Cenas de academia – I

Nunca gostei de academias. Som alto, gente exibicionista inflando egos ainda mais que músculos hipertrofiados… um horror! Neste ano, colesterol e triglicérides subindo a serra, o médico avisou: ou você muda de vida, ou toma remédios, ou muda de médico. Optei pela mudança de hábitos. Inicialmente, tentei alguns meses com um personal. Logo cheguei à conclusão de que me render a uma academia comum ficaria mais em conta. E muito menos monótono.

E não é que comecei a gostar? Comecei a admitir que havia mais homem bonito por ali do que em quase qualquer outro lugar por onde já tivesse andado! Fosse em outros tempos, quando qualquer perna bem torneada me dava sempre um quase enfarto, paqueraria pelo menos metade deles. Os outros, suponho, devem ser héteros irredutíveis.

Bem, apesar de não me interessar sexualmente por nenhum deles, acho gratificante compensar a monotonia daqueles exercícios chatos tendo pelo menos algumas beldades pra ver, admirar. Compensam a chatisse da rotina de quem ainda não aprendeu a sentir prazer em testar o limite dos próprios músculos. Surpreso, comecei a notar que alguns deles, ainda que disfarçadamente, também olhavam. Pegava sempre um deles, dos mais bonitos, olhando de rabo de olho, mas sempre fugindo quando pego quase em flagrante. Nessas horas, arranja uma garota pra conversar, como se me dissesse: nem vem, minha praia é outra, não interprete mal. Tudo bem, já passei o tempo de querer desvendar esse tipo de conflito. Nem quero saber mais onde terminará cada um com suas próprias dúvidas e desejos reprimidos, ou mesmo simplesmente desconhecidos.

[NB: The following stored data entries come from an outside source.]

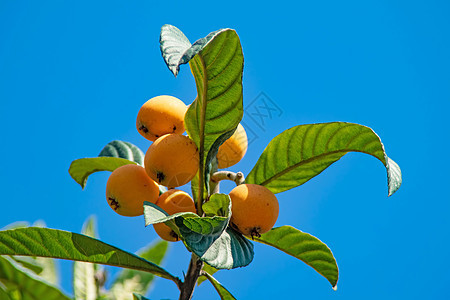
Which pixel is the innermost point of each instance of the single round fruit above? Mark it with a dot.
(233, 149)
(161, 115)
(127, 189)
(172, 160)
(254, 209)
(173, 201)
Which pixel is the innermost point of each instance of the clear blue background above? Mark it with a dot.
(73, 75)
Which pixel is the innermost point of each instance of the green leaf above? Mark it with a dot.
(198, 233)
(305, 247)
(124, 150)
(218, 205)
(84, 283)
(207, 237)
(3, 294)
(217, 64)
(42, 266)
(139, 297)
(302, 152)
(129, 281)
(173, 44)
(222, 291)
(72, 246)
(27, 285)
(80, 169)
(208, 269)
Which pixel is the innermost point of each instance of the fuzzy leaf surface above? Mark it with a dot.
(221, 290)
(302, 152)
(80, 169)
(207, 237)
(208, 269)
(173, 45)
(124, 150)
(25, 283)
(72, 246)
(155, 253)
(305, 247)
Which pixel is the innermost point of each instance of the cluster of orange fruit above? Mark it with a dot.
(172, 160)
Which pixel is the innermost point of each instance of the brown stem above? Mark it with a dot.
(238, 177)
(187, 288)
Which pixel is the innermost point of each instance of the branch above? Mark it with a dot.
(238, 177)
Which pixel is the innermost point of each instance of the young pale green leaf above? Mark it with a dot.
(139, 297)
(25, 283)
(72, 246)
(129, 281)
(221, 290)
(208, 269)
(80, 169)
(198, 233)
(173, 44)
(42, 266)
(123, 150)
(305, 247)
(84, 283)
(302, 152)
(231, 250)
(217, 64)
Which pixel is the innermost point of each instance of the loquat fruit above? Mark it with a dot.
(128, 187)
(173, 201)
(254, 209)
(172, 160)
(161, 115)
(233, 149)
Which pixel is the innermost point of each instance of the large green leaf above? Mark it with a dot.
(305, 247)
(67, 245)
(302, 152)
(173, 44)
(221, 290)
(80, 169)
(84, 283)
(217, 63)
(26, 284)
(131, 281)
(124, 150)
(207, 237)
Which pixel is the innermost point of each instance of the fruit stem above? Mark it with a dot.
(188, 286)
(238, 177)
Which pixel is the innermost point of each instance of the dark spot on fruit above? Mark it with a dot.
(160, 176)
(114, 204)
(143, 129)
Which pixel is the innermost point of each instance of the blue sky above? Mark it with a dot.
(73, 76)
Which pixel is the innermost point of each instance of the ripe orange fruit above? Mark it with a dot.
(172, 160)
(233, 149)
(128, 187)
(254, 209)
(173, 201)
(161, 115)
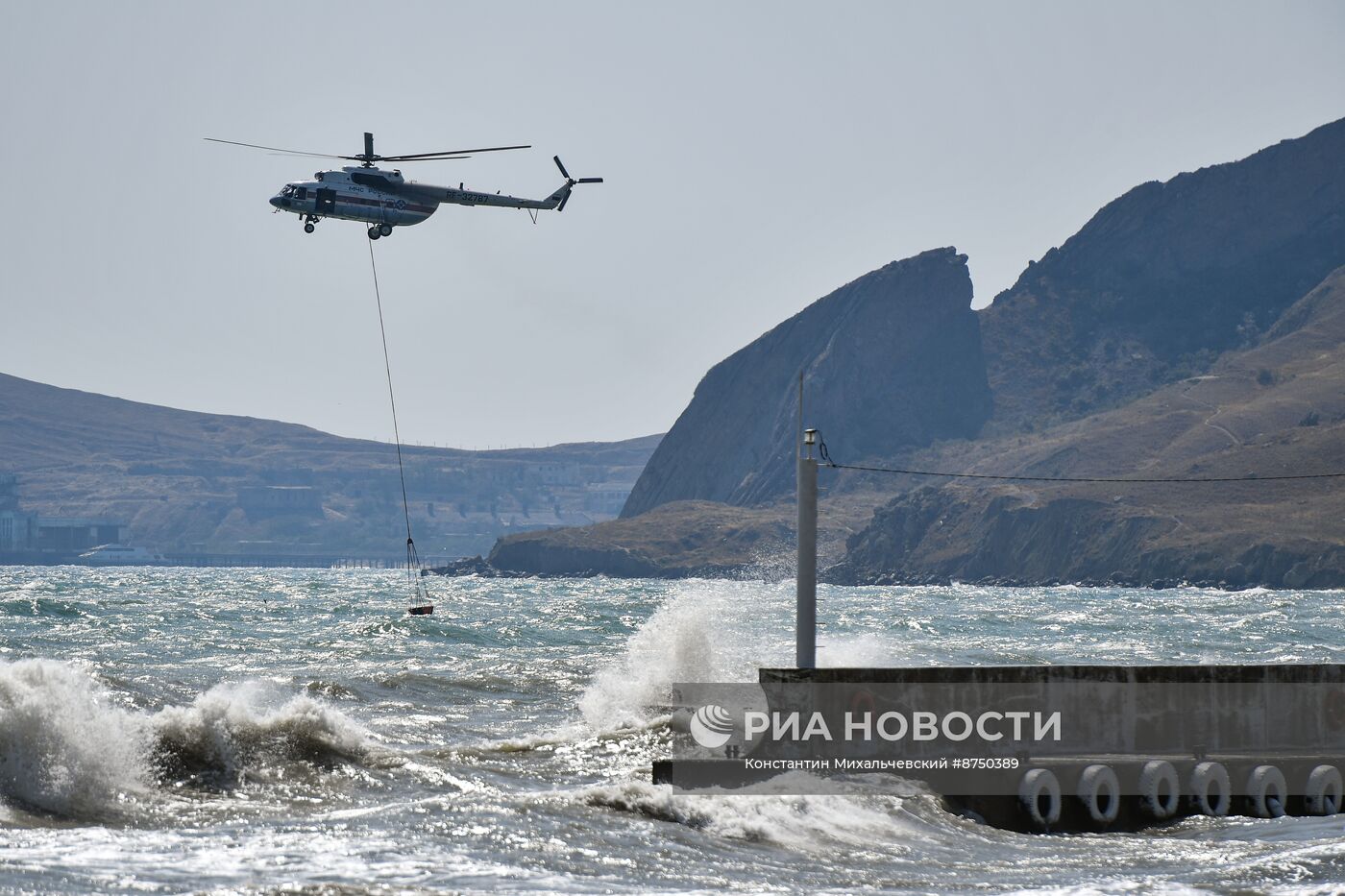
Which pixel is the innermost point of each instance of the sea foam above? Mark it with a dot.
(70, 750)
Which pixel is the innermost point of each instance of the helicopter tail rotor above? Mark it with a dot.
(569, 182)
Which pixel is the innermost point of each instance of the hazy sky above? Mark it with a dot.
(757, 155)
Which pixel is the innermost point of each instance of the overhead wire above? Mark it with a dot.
(827, 462)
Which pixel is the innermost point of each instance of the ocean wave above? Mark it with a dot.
(709, 631)
(806, 822)
(69, 748)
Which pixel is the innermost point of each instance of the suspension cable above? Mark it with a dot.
(413, 567)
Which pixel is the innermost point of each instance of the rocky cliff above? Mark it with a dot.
(1166, 278)
(892, 358)
(1177, 334)
(1277, 409)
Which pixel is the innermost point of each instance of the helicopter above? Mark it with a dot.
(383, 200)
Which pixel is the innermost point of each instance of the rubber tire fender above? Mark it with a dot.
(1153, 777)
(1201, 778)
(1324, 790)
(1099, 791)
(1039, 784)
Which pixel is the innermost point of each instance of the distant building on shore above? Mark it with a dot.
(24, 532)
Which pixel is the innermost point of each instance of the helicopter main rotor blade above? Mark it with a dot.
(293, 153)
(448, 153)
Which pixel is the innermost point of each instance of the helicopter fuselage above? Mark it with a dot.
(379, 197)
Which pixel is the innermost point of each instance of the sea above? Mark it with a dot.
(282, 731)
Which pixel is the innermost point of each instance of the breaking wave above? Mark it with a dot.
(70, 748)
(807, 822)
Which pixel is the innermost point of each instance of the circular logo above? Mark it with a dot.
(712, 725)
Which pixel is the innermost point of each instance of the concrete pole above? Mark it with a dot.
(806, 587)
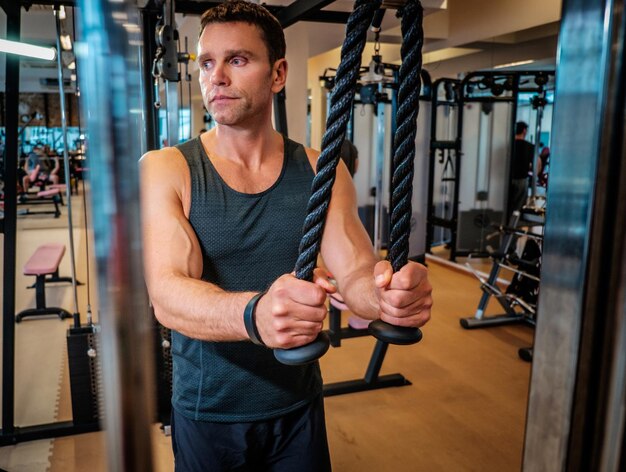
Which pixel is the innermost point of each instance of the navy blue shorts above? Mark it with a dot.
(295, 442)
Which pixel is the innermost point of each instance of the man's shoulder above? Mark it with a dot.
(168, 159)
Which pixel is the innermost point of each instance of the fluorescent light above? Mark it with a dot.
(66, 42)
(514, 64)
(29, 50)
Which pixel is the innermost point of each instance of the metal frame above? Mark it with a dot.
(298, 10)
(576, 410)
(10, 433)
(464, 95)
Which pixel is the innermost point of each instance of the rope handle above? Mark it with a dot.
(341, 101)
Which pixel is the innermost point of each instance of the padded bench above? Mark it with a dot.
(44, 265)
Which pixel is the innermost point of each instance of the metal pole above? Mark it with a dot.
(582, 276)
(111, 88)
(536, 152)
(380, 169)
(10, 215)
(66, 165)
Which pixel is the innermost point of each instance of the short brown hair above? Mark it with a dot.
(251, 13)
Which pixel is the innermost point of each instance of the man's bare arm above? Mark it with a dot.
(368, 285)
(289, 315)
(173, 259)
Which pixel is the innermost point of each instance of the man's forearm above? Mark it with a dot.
(199, 309)
(359, 293)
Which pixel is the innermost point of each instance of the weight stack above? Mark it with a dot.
(82, 358)
(163, 363)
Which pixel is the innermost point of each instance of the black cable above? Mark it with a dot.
(406, 129)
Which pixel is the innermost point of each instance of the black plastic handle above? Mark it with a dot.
(394, 334)
(304, 354)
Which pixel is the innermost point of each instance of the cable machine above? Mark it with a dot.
(469, 165)
(80, 339)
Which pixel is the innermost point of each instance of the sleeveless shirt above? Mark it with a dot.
(247, 242)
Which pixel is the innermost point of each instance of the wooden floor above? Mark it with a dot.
(465, 409)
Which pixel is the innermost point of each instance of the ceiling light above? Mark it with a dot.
(514, 64)
(66, 42)
(29, 50)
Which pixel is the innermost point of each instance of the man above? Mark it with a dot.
(521, 164)
(222, 220)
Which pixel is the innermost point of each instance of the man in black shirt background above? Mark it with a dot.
(521, 164)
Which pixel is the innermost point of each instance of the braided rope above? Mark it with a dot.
(340, 105)
(411, 15)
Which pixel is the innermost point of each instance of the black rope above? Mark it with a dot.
(411, 15)
(340, 104)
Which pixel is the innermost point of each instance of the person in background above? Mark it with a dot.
(521, 165)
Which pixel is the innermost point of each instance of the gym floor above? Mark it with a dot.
(465, 409)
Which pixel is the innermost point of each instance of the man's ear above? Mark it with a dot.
(279, 75)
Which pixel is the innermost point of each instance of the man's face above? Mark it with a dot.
(236, 78)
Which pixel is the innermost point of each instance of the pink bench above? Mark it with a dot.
(44, 265)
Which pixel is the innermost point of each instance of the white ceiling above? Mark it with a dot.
(461, 35)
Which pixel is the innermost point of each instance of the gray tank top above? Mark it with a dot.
(247, 241)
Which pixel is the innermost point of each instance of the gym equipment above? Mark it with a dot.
(82, 420)
(404, 139)
(44, 265)
(165, 67)
(371, 379)
(111, 84)
(459, 148)
(519, 300)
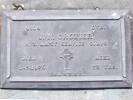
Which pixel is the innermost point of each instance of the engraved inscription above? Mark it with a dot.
(67, 48)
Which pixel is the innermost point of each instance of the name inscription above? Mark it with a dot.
(67, 48)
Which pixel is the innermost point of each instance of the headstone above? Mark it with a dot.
(66, 49)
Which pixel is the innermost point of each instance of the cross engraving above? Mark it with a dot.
(67, 56)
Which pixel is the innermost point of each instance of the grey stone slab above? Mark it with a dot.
(66, 49)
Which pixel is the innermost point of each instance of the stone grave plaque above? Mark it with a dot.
(66, 49)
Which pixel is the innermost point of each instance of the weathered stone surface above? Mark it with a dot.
(66, 49)
(120, 94)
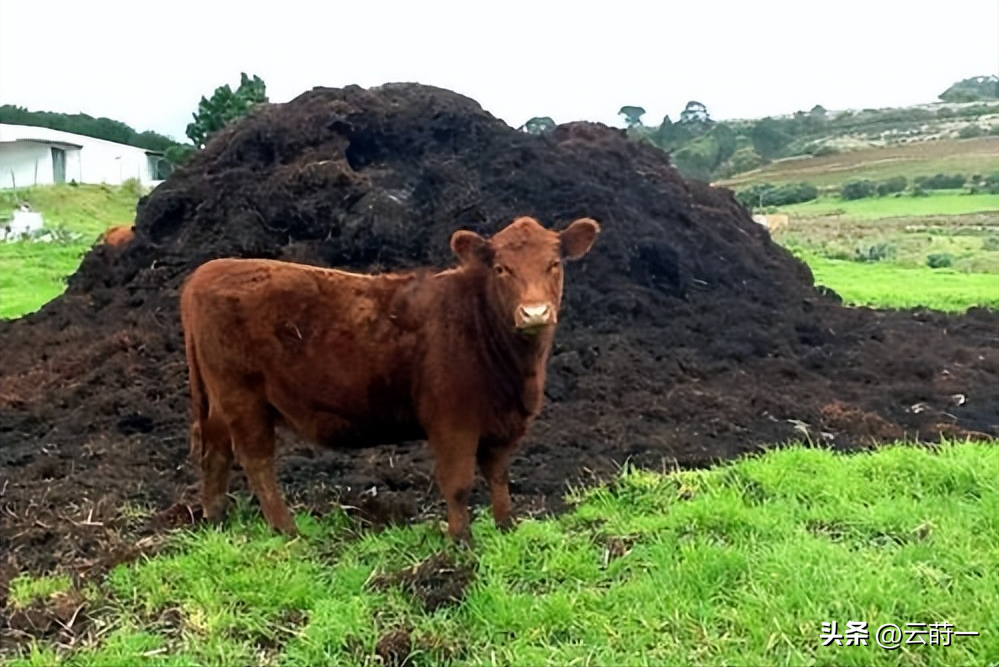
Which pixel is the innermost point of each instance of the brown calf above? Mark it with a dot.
(351, 360)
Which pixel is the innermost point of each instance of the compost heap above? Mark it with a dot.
(687, 335)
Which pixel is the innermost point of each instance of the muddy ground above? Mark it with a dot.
(688, 336)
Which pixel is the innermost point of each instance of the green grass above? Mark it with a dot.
(887, 285)
(739, 565)
(85, 209)
(31, 274)
(945, 156)
(874, 208)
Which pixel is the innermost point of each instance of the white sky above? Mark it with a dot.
(148, 63)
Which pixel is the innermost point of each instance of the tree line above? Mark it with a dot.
(213, 114)
(86, 125)
(708, 150)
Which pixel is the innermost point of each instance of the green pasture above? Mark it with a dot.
(739, 565)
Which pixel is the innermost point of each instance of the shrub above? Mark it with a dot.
(941, 182)
(892, 185)
(939, 260)
(857, 190)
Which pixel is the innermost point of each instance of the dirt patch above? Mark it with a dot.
(62, 620)
(866, 426)
(395, 648)
(436, 582)
(687, 335)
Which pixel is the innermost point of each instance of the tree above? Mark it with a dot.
(224, 106)
(695, 115)
(538, 125)
(88, 126)
(632, 115)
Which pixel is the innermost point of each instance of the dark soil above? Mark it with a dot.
(436, 582)
(687, 336)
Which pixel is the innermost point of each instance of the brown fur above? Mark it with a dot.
(118, 235)
(351, 360)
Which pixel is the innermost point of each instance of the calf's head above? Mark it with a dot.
(522, 265)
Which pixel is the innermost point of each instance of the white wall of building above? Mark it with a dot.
(26, 158)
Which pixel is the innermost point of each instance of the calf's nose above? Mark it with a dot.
(535, 315)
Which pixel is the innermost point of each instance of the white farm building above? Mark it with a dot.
(39, 156)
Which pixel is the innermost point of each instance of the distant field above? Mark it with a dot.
(32, 274)
(887, 285)
(936, 203)
(87, 209)
(950, 156)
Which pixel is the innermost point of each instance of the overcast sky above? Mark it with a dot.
(148, 63)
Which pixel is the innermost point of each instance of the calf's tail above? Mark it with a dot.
(199, 397)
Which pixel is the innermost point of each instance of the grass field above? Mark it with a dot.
(738, 565)
(34, 273)
(86, 209)
(874, 208)
(887, 285)
(950, 156)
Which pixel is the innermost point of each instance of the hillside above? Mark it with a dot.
(703, 148)
(912, 160)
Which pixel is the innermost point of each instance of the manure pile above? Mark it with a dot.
(687, 335)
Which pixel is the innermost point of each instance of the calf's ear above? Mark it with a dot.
(469, 246)
(577, 239)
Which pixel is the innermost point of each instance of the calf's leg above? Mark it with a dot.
(216, 464)
(494, 462)
(455, 474)
(253, 440)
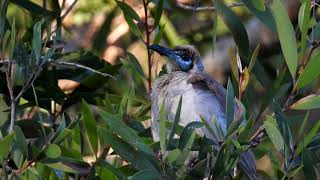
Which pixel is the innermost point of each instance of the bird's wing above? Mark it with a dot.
(218, 90)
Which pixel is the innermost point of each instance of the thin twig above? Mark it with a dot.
(82, 67)
(69, 10)
(145, 6)
(205, 8)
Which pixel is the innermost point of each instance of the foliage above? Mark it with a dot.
(100, 129)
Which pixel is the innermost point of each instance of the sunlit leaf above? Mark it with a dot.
(273, 132)
(90, 125)
(309, 102)
(286, 36)
(310, 72)
(235, 26)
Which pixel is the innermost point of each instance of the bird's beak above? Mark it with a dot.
(166, 52)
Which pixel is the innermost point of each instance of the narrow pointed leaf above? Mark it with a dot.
(309, 102)
(286, 36)
(310, 72)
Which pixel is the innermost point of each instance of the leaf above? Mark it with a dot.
(162, 128)
(53, 151)
(286, 36)
(128, 10)
(173, 155)
(37, 40)
(158, 13)
(303, 19)
(188, 134)
(90, 125)
(309, 102)
(273, 132)
(136, 65)
(235, 26)
(229, 104)
(254, 57)
(144, 174)
(310, 72)
(21, 141)
(5, 144)
(259, 4)
(127, 134)
(175, 122)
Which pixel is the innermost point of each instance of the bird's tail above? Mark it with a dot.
(247, 165)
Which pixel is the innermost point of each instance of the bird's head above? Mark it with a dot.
(182, 58)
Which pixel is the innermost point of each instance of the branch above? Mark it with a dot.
(205, 8)
(82, 67)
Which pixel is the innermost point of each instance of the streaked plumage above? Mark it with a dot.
(201, 95)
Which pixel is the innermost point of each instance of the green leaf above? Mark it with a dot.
(158, 13)
(173, 155)
(309, 102)
(254, 57)
(303, 19)
(136, 65)
(235, 26)
(144, 174)
(259, 4)
(175, 122)
(21, 141)
(162, 128)
(273, 132)
(127, 10)
(53, 151)
(127, 134)
(286, 36)
(230, 104)
(188, 135)
(5, 144)
(37, 40)
(90, 125)
(310, 72)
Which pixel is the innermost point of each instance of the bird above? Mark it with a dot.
(203, 97)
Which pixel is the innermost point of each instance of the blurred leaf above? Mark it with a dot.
(273, 132)
(175, 122)
(265, 16)
(245, 80)
(127, 134)
(286, 36)
(136, 65)
(254, 57)
(5, 144)
(173, 155)
(21, 141)
(259, 4)
(188, 134)
(144, 174)
(307, 139)
(37, 39)
(90, 126)
(304, 19)
(53, 151)
(158, 13)
(235, 26)
(128, 10)
(162, 128)
(310, 72)
(230, 104)
(311, 101)
(32, 7)
(3, 11)
(110, 167)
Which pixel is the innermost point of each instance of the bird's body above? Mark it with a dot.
(202, 96)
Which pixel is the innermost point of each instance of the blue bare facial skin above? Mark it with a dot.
(184, 62)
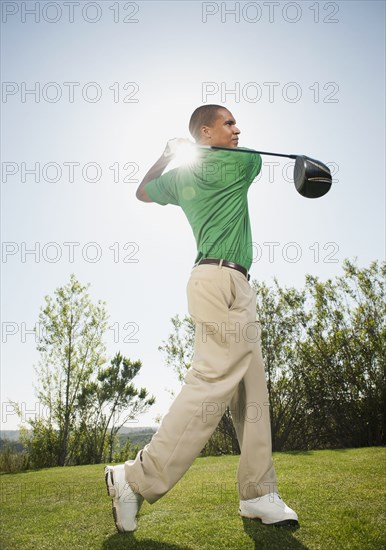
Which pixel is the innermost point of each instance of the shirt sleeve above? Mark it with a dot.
(252, 166)
(163, 190)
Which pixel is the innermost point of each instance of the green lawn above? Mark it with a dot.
(339, 496)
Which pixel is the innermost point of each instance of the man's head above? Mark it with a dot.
(214, 125)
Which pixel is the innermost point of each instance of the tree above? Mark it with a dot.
(324, 348)
(106, 404)
(85, 402)
(71, 347)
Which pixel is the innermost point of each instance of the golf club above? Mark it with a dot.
(312, 178)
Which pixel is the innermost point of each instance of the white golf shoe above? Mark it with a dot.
(125, 503)
(270, 509)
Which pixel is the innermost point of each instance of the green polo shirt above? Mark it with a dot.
(212, 192)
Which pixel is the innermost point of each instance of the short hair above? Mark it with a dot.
(203, 116)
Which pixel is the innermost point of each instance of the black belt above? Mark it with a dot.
(225, 263)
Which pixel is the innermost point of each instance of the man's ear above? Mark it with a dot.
(206, 132)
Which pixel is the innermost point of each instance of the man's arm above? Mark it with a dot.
(155, 171)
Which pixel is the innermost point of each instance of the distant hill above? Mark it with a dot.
(136, 434)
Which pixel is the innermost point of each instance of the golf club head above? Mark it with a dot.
(312, 178)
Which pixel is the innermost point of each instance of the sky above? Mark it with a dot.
(92, 91)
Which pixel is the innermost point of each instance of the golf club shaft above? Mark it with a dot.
(240, 150)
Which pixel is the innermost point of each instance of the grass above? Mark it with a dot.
(339, 496)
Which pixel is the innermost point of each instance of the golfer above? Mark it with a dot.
(227, 367)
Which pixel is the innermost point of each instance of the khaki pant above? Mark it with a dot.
(227, 370)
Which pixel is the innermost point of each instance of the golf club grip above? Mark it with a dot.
(240, 150)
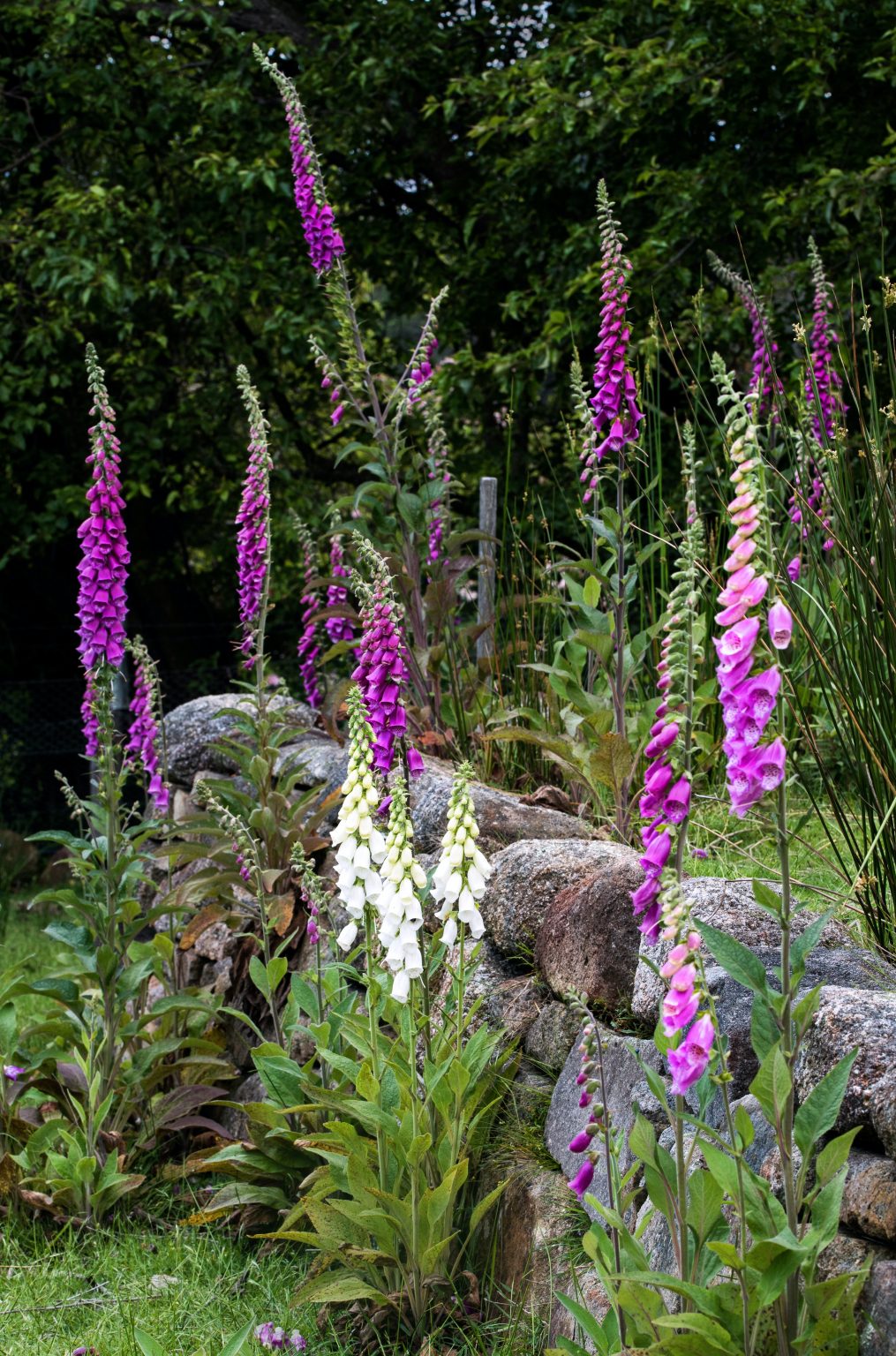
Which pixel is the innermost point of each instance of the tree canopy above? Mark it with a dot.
(147, 207)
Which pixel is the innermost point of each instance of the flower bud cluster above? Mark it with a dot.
(397, 903)
(667, 789)
(308, 648)
(381, 672)
(590, 1084)
(358, 842)
(144, 735)
(747, 697)
(324, 243)
(458, 882)
(253, 536)
(614, 403)
(102, 602)
(338, 628)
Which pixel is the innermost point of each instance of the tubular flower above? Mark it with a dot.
(666, 801)
(615, 417)
(381, 672)
(397, 903)
(688, 1062)
(252, 521)
(747, 698)
(463, 870)
(823, 385)
(338, 628)
(90, 721)
(308, 648)
(358, 842)
(143, 738)
(323, 240)
(311, 891)
(764, 379)
(587, 1080)
(102, 602)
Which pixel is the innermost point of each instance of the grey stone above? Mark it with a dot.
(233, 1119)
(622, 1073)
(551, 1035)
(870, 1196)
(501, 817)
(538, 1212)
(529, 875)
(729, 906)
(878, 1307)
(863, 1021)
(589, 941)
(510, 1001)
(192, 728)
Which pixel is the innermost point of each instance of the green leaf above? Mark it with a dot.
(236, 1343)
(834, 1156)
(741, 963)
(258, 974)
(820, 1108)
(148, 1345)
(336, 1288)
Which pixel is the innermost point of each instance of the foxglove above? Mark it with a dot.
(324, 243)
(102, 601)
(141, 749)
(90, 720)
(747, 697)
(359, 845)
(338, 628)
(308, 647)
(666, 801)
(397, 902)
(615, 417)
(253, 524)
(764, 379)
(458, 882)
(381, 672)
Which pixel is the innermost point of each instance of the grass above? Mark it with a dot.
(189, 1288)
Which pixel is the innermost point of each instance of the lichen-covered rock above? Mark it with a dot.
(501, 817)
(589, 941)
(863, 1021)
(192, 728)
(870, 1196)
(729, 906)
(622, 1073)
(551, 1035)
(510, 999)
(529, 875)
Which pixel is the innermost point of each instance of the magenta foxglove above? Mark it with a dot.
(102, 601)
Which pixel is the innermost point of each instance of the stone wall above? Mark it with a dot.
(559, 917)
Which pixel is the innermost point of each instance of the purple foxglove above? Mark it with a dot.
(324, 243)
(102, 601)
(253, 528)
(90, 721)
(615, 415)
(764, 350)
(584, 1179)
(338, 628)
(308, 648)
(689, 1062)
(779, 624)
(141, 749)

Outro dia, esse mesmo rapazo entrou na sauna. Sim, a academia tem uma sauna, pequena, onde cabem no máximo meia dúzia, e é exigido traje de banho. Pelado ali? Nem pensar. No vestiário, tudo bem, mas dentro da sauna, proibido. Pra evitar sacanagem, claro. A maioria fica mesmo de cueca. Brancas, inclusive, como ele estava naquele dia. E, cuecas brancas, molhadas, francamente, são mais sensuais e excitantes do que muito corpo desnudo — o que só demonstra, na minha opinião, que a pessoa que inventou essa regra, proibindo nus na sauna, não entende lá grande coisa de imagens eróticas. Bem, ele chegou como quem não quer nada, sentou, a academia ia fechar dali a meia-hora, quase ninguém entrava no vestiário onde está a sauna. Saí pra tomar uma ducha e ele deve ter imaginado que eu não voltaria. Mas é claro que eu ia voltar, né! E, ao entrar, o que vejo? Ele sentado, encostadão na parede, livre, com uma excitação inescondível, exaltando as formas da cueca. Boxer. Branca. Levou um mal disfarçado susto com minha entrada e curvou-se pra frente, fingindo mexer nos pés, tentando disfarçar. Mas não havia como. Era difícil esconder. Cuecas têm esse defeito: a depender do desejo, escondem pouco. Desistiu, assumiu o que mostrava. Eu, assumi o que via. Ambos sem medo, sem disfarces, numa naturalidade tão falsa quanto impossível.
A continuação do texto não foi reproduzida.